There is sufficient evidence to hypothesise that NEPs are the anatomical basis for MTrPs. This presented hypothesis addresses one of the crucial issues in diagnosing trigger points, which is the lack of repeatable and reliable diagnostic criteria. By connecting subjective phenomenon of trigger points with objective anatomy, this paper provides a novel and practical foundation for identifying and treating pain conditions associated with MTrPs.

Anatomical Study of the Innervation of the Masseter Muscle and Its Correlation with Myofascial Trigger Points

Background and Purpose

Myofascial pain syndrome (MPS) is widely prevalent in the general population; some reports estimate its prevalence ranges from 9 to 85%. Among the different locations where MPS may arise, pain related to the masseter muscle is referred as masticatory myofascial pain.

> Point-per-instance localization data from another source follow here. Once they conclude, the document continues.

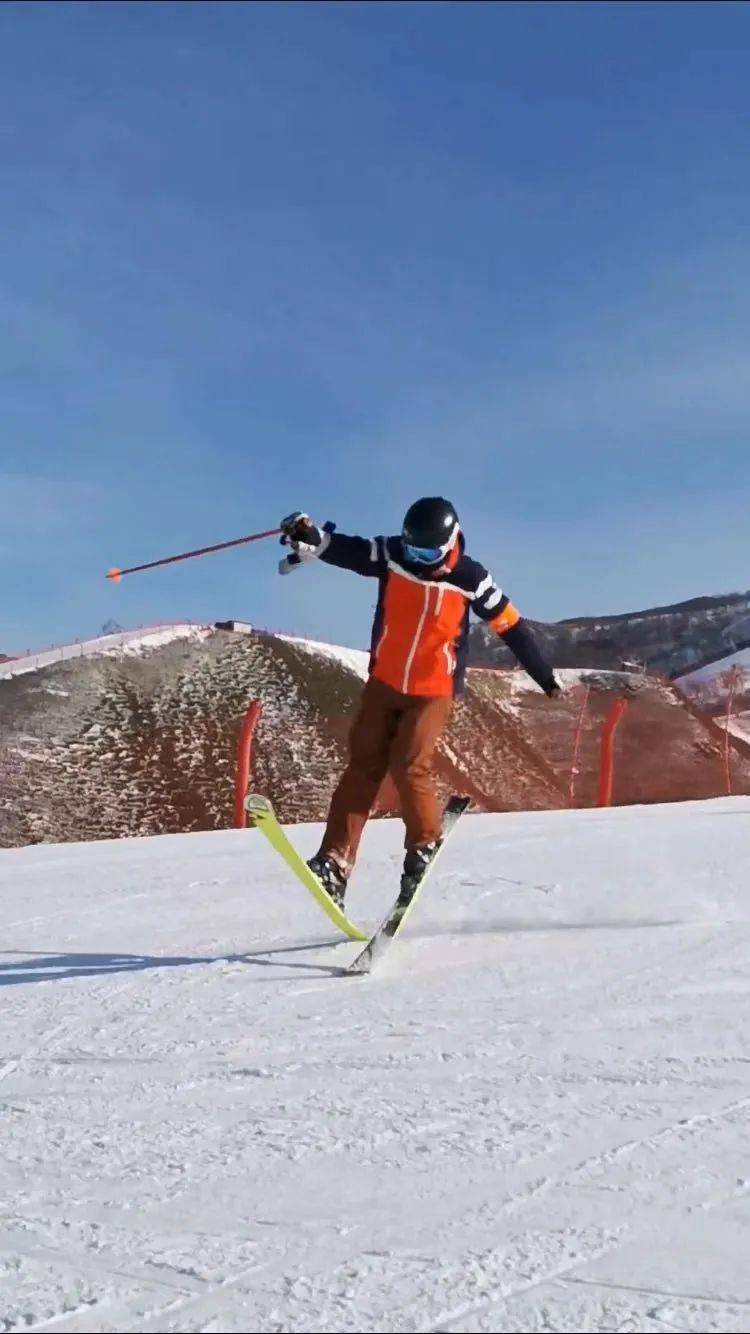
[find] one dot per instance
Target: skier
(427, 586)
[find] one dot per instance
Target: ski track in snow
(535, 1115)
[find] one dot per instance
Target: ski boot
(414, 866)
(330, 875)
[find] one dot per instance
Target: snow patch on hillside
(354, 659)
(711, 673)
(120, 644)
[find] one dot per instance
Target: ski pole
(187, 555)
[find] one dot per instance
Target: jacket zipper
(417, 638)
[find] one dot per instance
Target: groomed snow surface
(534, 1117)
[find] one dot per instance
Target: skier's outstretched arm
(495, 608)
(311, 542)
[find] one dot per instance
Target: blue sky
(335, 256)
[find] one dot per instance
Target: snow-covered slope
(537, 1117)
(718, 683)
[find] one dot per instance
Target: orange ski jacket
(421, 628)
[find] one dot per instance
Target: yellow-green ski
(262, 815)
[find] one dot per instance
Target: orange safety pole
(733, 679)
(577, 746)
(606, 765)
(242, 777)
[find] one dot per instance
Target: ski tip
(256, 805)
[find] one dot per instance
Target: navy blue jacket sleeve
(362, 555)
(525, 647)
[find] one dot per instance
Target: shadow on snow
(44, 966)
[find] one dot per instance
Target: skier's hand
(300, 532)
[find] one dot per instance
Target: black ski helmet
(430, 522)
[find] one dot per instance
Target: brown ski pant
(395, 733)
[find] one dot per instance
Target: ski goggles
(429, 555)
(425, 555)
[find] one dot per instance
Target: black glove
(299, 531)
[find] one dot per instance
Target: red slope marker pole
(115, 575)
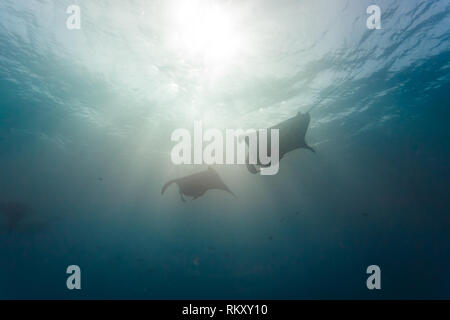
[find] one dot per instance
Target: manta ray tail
(166, 185)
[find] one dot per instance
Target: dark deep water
(85, 123)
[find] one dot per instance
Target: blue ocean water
(85, 122)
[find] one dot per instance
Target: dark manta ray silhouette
(292, 134)
(14, 212)
(197, 184)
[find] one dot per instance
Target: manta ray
(195, 185)
(14, 212)
(292, 134)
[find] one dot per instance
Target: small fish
(196, 261)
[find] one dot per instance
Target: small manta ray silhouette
(292, 134)
(197, 184)
(14, 212)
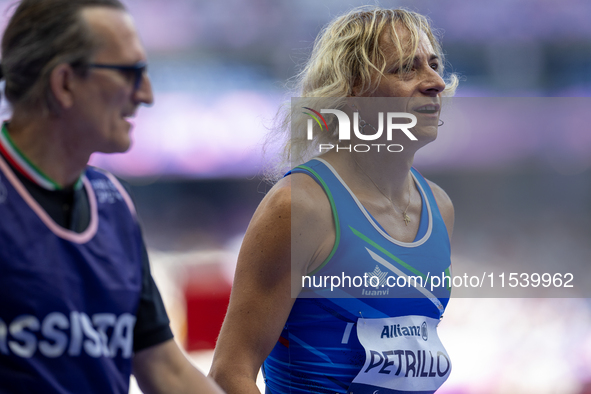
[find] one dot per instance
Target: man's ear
(61, 81)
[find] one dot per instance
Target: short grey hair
(40, 35)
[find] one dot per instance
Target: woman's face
(416, 90)
(421, 79)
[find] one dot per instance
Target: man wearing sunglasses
(79, 310)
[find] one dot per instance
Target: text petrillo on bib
(402, 354)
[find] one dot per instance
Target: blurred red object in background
(207, 293)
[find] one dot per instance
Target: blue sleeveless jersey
(68, 300)
(319, 350)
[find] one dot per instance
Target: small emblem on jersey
(3, 192)
(380, 276)
(105, 191)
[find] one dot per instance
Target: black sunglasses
(137, 70)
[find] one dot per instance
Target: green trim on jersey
(334, 214)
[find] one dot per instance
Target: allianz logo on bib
(57, 335)
(395, 331)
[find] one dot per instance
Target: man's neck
(43, 149)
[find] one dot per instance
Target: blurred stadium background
(219, 70)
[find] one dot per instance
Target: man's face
(106, 98)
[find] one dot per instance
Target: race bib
(402, 354)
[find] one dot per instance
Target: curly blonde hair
(346, 55)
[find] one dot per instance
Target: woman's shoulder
(445, 206)
(298, 191)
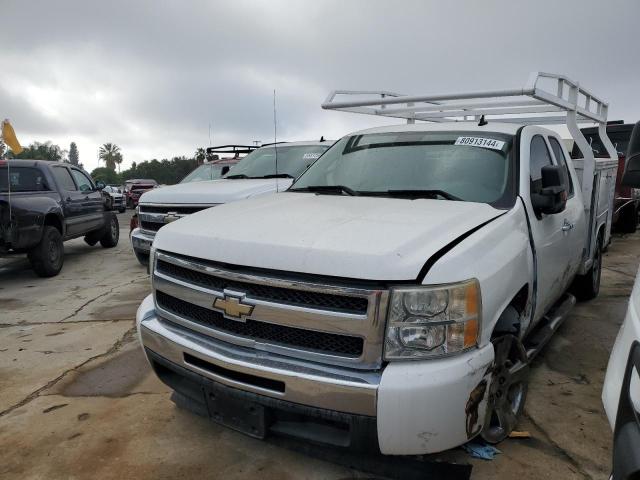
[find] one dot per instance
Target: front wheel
(508, 389)
(111, 234)
(48, 256)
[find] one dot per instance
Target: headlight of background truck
(433, 321)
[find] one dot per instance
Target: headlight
(432, 321)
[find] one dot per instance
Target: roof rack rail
(546, 99)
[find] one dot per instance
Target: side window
(539, 157)
(84, 184)
(63, 179)
(562, 161)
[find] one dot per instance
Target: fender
(499, 255)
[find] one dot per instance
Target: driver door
(550, 232)
(88, 203)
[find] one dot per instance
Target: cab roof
(471, 126)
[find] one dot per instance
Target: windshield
(22, 179)
(450, 165)
(292, 161)
(204, 172)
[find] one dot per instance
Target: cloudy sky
(151, 76)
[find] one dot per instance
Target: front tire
(587, 286)
(111, 234)
(508, 389)
(47, 257)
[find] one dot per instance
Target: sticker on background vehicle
(480, 142)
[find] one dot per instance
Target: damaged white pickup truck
(393, 297)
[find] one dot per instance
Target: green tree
(109, 154)
(106, 175)
(41, 151)
(74, 156)
(163, 171)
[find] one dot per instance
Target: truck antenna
(275, 137)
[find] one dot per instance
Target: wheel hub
(508, 389)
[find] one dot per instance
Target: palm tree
(110, 153)
(200, 155)
(118, 160)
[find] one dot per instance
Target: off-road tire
(111, 233)
(628, 221)
(47, 257)
(587, 286)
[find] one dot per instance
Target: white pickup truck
(393, 297)
(256, 174)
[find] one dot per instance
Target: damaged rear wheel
(508, 389)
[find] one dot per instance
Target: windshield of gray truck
(292, 161)
(204, 172)
(468, 166)
(22, 179)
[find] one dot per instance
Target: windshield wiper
(416, 194)
(276, 175)
(327, 189)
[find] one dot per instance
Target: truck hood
(354, 237)
(213, 191)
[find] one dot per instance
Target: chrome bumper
(305, 383)
(141, 241)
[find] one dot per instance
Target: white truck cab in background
(256, 174)
(393, 297)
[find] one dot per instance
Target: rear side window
(63, 178)
(539, 157)
(562, 161)
(22, 179)
(83, 182)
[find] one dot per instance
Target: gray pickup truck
(43, 203)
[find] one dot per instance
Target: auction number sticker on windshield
(480, 142)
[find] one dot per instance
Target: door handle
(566, 226)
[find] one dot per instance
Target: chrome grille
(303, 319)
(262, 331)
(267, 292)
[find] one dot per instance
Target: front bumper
(417, 407)
(141, 241)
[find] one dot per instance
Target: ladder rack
(546, 99)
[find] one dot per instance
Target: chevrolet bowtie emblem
(233, 307)
(171, 217)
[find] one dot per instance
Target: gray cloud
(151, 76)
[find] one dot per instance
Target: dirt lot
(78, 399)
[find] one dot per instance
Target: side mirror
(631, 176)
(552, 197)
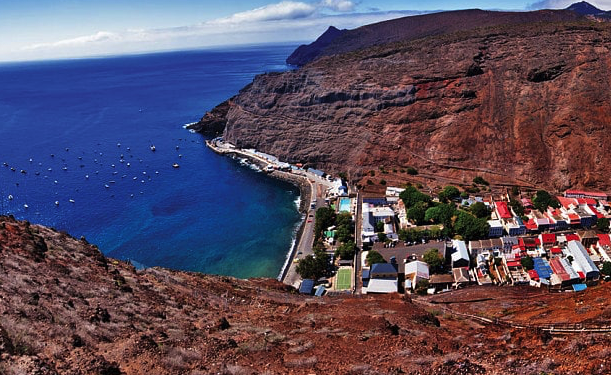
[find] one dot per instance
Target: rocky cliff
(525, 104)
(66, 309)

MPS is characterized by myofascial trigger points (MTPs), which represent tender anatomical areas of a muscle where painful symptoms are elicited whenever stimulated. Previous publications have found MTPs to coincide with neuromuscular junctions at the motor end plate, at the innervation zone (IZ). Our study aimed to describe the innervation of the masseter muscle and relate it to clinically described myofascial trigger points (MTPs).

Materials and Methods

We mapped the nerve fiber distribution into the masseter muscles from 16 cadavers by anatomical dissection. We divided the muscle into six regions, three superior (I–III) and three inferior (IV–VI), and classified the nerve’s branches distribution according to these predetermined areas. Statistical analyses was made by Poisson distribution and logarithm link function followed by Bonferroni multiple comparisons (P<0.05).

Results

All six areas received branches from the masseteric nerve. Areas I and II (upper posterior and upper intermediate, respectively) had a significant higher number of nerve entries as compared to the remaining areas.

Conclusion

The penetration areas of the masseteric nerve have been established and MTPs are found in the innervation zones, clinicians should focus initially on the regions of the penetration points, for diagnostics and therapeutic measures, such as injections, dry needling and soft tissue interventions. Anatomical study of nerve supply to the masseter muscle can provide useful additional knowledge to further understanding masticatory myofascial pain and to direct therapeutic interventions and diagnostic studies of temporomandibular junction dysfunction.